Конечно, моим читателям вовсе не нужно было бы знать ничего этого; но, со времени признаний Руссо,[1] люди вообще постепенно усовершенствовались в цинической откровенности, и не знаю, от каких подробностей домашней и внутренней жизни пощадит человечество любой из современных писателей, если только, по его расчету, эти подробности разменяются на звонкую или ассигнационную монету… И он будет прав, разумеется, как прав капиталист, который не любит лежачих капиталов, даже более, чем капиталист, потому что всякая прожитая полоса жизни достается потом и кровию, в истинном смысле этого слова – и, по пословице «с дурной собаки хоть шерсти клок», что же, кроме денег, прикажете вы брать с общества за те бесчисленные удовольствия разубеждений, которыми оно так щедро дарит на каждом шагу?… Да, милостивые государи! в наше время личный эгоизм нисколько не сжимается, il se gêne le moins du monde,[2] напротив, он нагло выдвигается вперед, как бы мелочен он ни был; он хочет, во что бы то ни стало, сделаться заметным, хоть своею мелочностью: оттого-то в наше время, богатое страданием, стало даже смешно и пошло говорить о страдании, оттого-то болезненная борьба заменилась цинически-презрительным равнодушием, и слово «высокое чело» обратилось в другое слово, более выразительное, и это – извините пожалуйста – «медный лоб». Иметь медный лоб – вот высокая цель современного эгоизма, хоть, конечно, не многие еще прямо говорят об этой цели. Хороша ли, дурна ли эта цель – судить не мне, да и не вам, милостивые государи, а конечно только Тому, пред очами Которого длинной цепью проходят мириады миров и века за веками, каждый с своим особым назначением, с своим новым делом любви и спасения…
«Возвратимся к нашим барашкам», т. е. к тому, что я жил еще в Москве, что я был молод и влюблен – и это будет истинное возвращение к пасущемуся состоянию, ко временам счастливой Аркадии, к тем славным временам для каждого из нас, когда общественные условия не заставили еще нас отрастить когти и не обратили в плотоядных животных. Здесь, à propos de bottes,[3] никак не могу я удержаться и не заметить в скобках, что каждый из мирного, пасущегося, домашнего животного делается, смотря по своим природным наклонностям, медведем или волком; медведи обыкновенно очень добры, и только бы их не трогали, лежат себе смирно в своей берлоге, думая по-своему о превратностях мира сего, – волки же, как известно, нигде не уживаются.
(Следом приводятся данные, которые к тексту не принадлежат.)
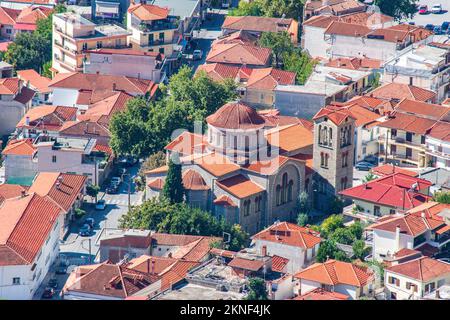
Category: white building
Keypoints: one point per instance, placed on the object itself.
(29, 244)
(416, 278)
(425, 67)
(125, 62)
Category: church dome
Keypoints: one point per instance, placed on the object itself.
(192, 180)
(236, 115)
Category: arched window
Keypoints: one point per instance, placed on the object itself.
(284, 188)
(290, 190)
(278, 195)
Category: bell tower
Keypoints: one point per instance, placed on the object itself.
(333, 152)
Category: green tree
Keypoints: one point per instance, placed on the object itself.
(302, 219)
(330, 224)
(359, 249)
(173, 189)
(279, 42)
(329, 250)
(257, 289)
(369, 177)
(442, 197)
(399, 9)
(300, 63)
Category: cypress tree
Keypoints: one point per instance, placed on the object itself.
(173, 189)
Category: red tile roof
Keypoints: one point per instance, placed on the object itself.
(240, 186)
(392, 191)
(110, 280)
(388, 169)
(246, 264)
(279, 263)
(238, 54)
(322, 294)
(236, 115)
(25, 225)
(333, 272)
(148, 12)
(410, 224)
(256, 23)
(422, 269)
(289, 234)
(63, 188)
(192, 180)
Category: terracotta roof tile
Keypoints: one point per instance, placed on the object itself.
(289, 234)
(333, 272)
(422, 269)
(240, 186)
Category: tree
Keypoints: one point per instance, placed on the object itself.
(146, 127)
(329, 250)
(92, 191)
(369, 177)
(399, 9)
(257, 289)
(279, 42)
(330, 224)
(359, 249)
(442, 197)
(173, 189)
(179, 218)
(302, 219)
(300, 63)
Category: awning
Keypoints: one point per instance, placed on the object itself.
(24, 26)
(443, 229)
(109, 8)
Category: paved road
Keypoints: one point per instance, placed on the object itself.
(430, 18)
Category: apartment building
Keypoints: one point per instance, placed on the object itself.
(404, 133)
(426, 67)
(73, 35)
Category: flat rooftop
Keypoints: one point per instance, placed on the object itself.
(191, 291)
(180, 8)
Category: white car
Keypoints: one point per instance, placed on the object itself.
(436, 8)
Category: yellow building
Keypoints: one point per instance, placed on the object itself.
(73, 35)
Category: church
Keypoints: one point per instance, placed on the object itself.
(250, 166)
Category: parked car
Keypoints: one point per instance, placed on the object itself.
(48, 293)
(371, 159)
(436, 8)
(85, 231)
(90, 221)
(197, 54)
(53, 283)
(423, 9)
(100, 205)
(61, 269)
(438, 30)
(127, 161)
(112, 189)
(364, 166)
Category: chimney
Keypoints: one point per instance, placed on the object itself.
(397, 238)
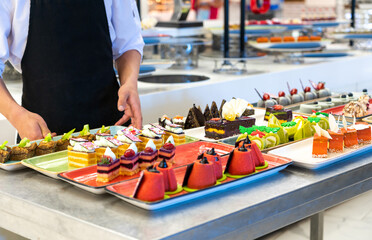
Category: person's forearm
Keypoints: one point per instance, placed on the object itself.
(127, 66)
(8, 106)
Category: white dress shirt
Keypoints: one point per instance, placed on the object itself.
(123, 20)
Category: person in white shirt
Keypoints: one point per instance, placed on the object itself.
(65, 50)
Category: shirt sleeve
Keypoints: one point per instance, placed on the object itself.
(127, 26)
(5, 26)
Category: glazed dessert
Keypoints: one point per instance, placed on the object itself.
(24, 150)
(129, 161)
(108, 167)
(320, 143)
(46, 146)
(82, 155)
(194, 119)
(63, 143)
(232, 118)
(240, 162)
(152, 133)
(170, 182)
(103, 142)
(148, 156)
(199, 175)
(282, 114)
(168, 151)
(85, 133)
(4, 152)
(150, 186)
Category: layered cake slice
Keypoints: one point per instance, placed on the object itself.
(108, 167)
(129, 161)
(168, 151)
(150, 186)
(148, 156)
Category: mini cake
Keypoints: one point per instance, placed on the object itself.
(24, 150)
(129, 161)
(150, 186)
(170, 182)
(282, 114)
(4, 152)
(320, 143)
(363, 132)
(46, 146)
(108, 167)
(85, 134)
(240, 162)
(168, 151)
(150, 133)
(103, 142)
(199, 175)
(62, 143)
(148, 156)
(82, 155)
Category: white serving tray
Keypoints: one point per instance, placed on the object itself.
(301, 154)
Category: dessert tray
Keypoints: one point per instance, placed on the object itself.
(56, 163)
(124, 190)
(301, 154)
(85, 178)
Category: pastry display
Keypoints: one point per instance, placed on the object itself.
(199, 175)
(82, 154)
(282, 114)
(24, 150)
(63, 143)
(232, 118)
(108, 166)
(168, 151)
(46, 146)
(240, 162)
(150, 186)
(4, 152)
(129, 161)
(148, 156)
(170, 182)
(152, 133)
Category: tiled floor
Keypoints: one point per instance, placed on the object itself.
(350, 220)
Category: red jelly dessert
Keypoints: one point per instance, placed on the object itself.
(214, 158)
(336, 144)
(363, 133)
(240, 162)
(168, 150)
(129, 161)
(148, 156)
(150, 186)
(350, 137)
(170, 182)
(199, 175)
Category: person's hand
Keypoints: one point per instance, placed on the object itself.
(28, 124)
(129, 102)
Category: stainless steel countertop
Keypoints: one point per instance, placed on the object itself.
(36, 206)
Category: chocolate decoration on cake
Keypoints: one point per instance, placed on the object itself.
(207, 113)
(187, 174)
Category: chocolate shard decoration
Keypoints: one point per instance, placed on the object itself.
(187, 174)
(207, 113)
(214, 110)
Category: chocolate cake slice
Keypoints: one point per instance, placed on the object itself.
(207, 113)
(217, 128)
(195, 118)
(222, 103)
(214, 110)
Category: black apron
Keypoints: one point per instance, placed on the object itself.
(68, 75)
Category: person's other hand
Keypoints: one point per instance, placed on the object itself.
(30, 125)
(129, 102)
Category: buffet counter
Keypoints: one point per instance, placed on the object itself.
(38, 207)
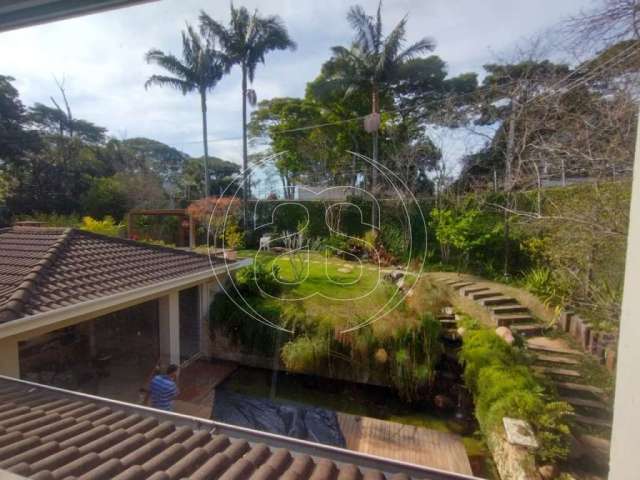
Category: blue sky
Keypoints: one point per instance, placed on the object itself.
(101, 58)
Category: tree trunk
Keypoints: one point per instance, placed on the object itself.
(203, 104)
(245, 159)
(375, 100)
(508, 181)
(374, 106)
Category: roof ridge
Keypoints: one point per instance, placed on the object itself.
(137, 243)
(14, 305)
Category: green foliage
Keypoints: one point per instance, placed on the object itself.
(233, 236)
(465, 230)
(541, 282)
(106, 196)
(106, 226)
(417, 352)
(53, 219)
(242, 329)
(258, 278)
(503, 385)
(306, 354)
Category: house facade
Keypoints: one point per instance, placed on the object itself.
(69, 294)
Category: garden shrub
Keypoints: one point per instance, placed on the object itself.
(241, 329)
(257, 278)
(502, 385)
(106, 226)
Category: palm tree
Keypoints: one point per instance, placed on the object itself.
(245, 42)
(373, 61)
(199, 70)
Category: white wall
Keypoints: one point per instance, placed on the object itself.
(625, 452)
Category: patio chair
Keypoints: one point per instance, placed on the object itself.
(265, 240)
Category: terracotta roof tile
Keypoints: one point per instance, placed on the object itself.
(63, 435)
(42, 269)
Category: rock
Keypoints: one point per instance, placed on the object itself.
(519, 432)
(506, 334)
(381, 356)
(443, 402)
(395, 275)
(548, 472)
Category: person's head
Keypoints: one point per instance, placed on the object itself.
(172, 371)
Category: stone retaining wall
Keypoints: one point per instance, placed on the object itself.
(602, 345)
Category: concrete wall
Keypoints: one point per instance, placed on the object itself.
(625, 461)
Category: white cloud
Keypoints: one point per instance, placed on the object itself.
(101, 57)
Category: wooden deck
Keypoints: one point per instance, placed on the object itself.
(406, 443)
(197, 386)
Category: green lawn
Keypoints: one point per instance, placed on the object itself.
(343, 292)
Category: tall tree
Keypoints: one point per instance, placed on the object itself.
(246, 41)
(199, 70)
(374, 60)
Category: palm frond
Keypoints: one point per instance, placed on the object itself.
(364, 28)
(378, 32)
(166, 81)
(167, 61)
(423, 45)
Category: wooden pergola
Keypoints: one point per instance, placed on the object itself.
(165, 212)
Итак, я был еще мирным, домашним животным, тем, собственно, что, на грубом техническом языке скотных дворов называется сосунком, а на учтивом общественном – примерным сыном и прекрасным молодым человеком, – хотя чувствовал сильное поползновение отрастить когти…
Я любил… о! как я любил тогда, милостивые государи, – идеально, бешено, фантастически, эксцентрически – смело до того, что даже – о ужас! – позволял себе, в противность предписаниям родительским, просиживать целую лишнюю четверть часа после полночи, что даже – о разврат! – героически проповедовал, в стихах разумеется, презрение к общественному мнению, что даже – о верх нечестия! – писал стихи в месте моего служения, ибо я служил, милостивые государи, с гордостию мог сказать, что целых три года отслужил отечеству, целых три года – так, по крайней мере, значится в моем формулярном списке, потому что, по особенной доброте начальства, в этот формулярный список не вписывались периоды похождения к должности, иногда значительно долгие.